Il viaggio di un gruppo di ragazzi viene interrotto dall'immancabile incidente di percorso. Per rimettere in sesto l'automobile, si addentreranno nello sperduto paese di Ambrose, dall'apparenza disabitato. Incontreranno presto sulla loro strada il museo delle cere locale, e l'inquietante vicenda che circonda la famiglia che lo ha creato e custodito.

Uno spunto affascinante, pur se riciclato, un avvio interessante e con qualche guizzo, uno sviluppo e una conclusione tanto ordinari da essere mediocri. Questo, in sintesi estrema, quello che si può dire di La maschera di cera, debitore nel titolo e in poco altro all'omonimo film del '53 che segnò l'esordio nel genere di sua altezza Vincent Price.
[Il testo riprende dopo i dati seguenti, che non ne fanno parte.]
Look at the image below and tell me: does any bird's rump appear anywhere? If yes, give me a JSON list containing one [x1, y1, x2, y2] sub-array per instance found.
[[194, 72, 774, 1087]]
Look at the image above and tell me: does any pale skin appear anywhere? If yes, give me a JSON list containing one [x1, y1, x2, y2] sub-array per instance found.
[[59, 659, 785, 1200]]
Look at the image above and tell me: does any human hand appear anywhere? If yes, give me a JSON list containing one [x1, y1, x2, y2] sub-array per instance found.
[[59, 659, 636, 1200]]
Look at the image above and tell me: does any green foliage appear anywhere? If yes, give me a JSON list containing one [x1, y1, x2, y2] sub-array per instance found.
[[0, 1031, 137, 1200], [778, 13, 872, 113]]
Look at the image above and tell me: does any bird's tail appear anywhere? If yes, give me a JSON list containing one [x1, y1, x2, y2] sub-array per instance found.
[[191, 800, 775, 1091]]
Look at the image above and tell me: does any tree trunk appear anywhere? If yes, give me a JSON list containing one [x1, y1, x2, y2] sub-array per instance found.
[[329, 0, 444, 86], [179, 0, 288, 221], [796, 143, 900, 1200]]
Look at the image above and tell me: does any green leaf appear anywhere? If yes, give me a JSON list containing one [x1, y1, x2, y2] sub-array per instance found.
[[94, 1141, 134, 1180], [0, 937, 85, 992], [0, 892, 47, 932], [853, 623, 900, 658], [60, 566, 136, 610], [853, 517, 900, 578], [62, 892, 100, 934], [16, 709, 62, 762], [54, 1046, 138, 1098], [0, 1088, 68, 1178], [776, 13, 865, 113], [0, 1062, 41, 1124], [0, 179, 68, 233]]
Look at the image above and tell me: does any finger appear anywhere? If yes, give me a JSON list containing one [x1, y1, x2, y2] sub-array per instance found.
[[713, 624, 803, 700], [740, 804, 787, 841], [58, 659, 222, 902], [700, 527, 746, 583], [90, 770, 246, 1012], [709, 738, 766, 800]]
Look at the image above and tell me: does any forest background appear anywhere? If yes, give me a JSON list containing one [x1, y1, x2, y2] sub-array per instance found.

Siamo ovviamente dalle parti degli horror adolescenziali di routine, con un attore che arriva dritto da Dawson's Creek (Murray) e il resto del cast di provenienza quasi uniformemente televisiva, in cui spicca la molto appariscente Paris Hilton, più nota per certe sue “imprese” censurate che per il grande o piccolo schermo. La produzione ha avuto almeno la saggezza di affidarle un ruolo non centrale, quale tappezzeria di lusso per la gioia dei maschietti (ma non sperateci troppo, “poca carnazza, siamo americani”).

L'insieme è passabile, soprattutto nella prima parte. La sceneggiatura non scopre subito tutte le carte, mantenendo a lungo un discreto coinvolgimento, senza bisogno di effettacci, e il prologo sembra promettere bene. Le strade di campagna, il campeggio e il fuoristrada misterioso vi faranno chiedere se il Crystal Lake sia nei paraggi, ma è una ben misera soddisfazione.

Proseguendo nella visione, il film rivela una crudeltà compiaciuta e alcuni spunti “creativi” nella violenza, affiancati da altri momenti davvero insulsi. La tematica delle statue di cera e il loro uso in chiave horror sono funzionali, tanto da fare della violenza esibita l'unico, debole, punto a favore del film, che lo farà forse apprezzare dai più esigenti in questo senso (la stessa metonimia che risolve il finale è di per sé particolarmente cruda).

Il resto è ordinario, tra rivelazioni improvvise ma telefonate da una decina di minuti, musica modaiola, ferite che guariscono al cambio di scena e un climax finale che crolla su se stesso, in un'esibizione di sfarzo scenografico tutto sommato stucchevole. Un film accettabile solo in momenti di carestia del genere.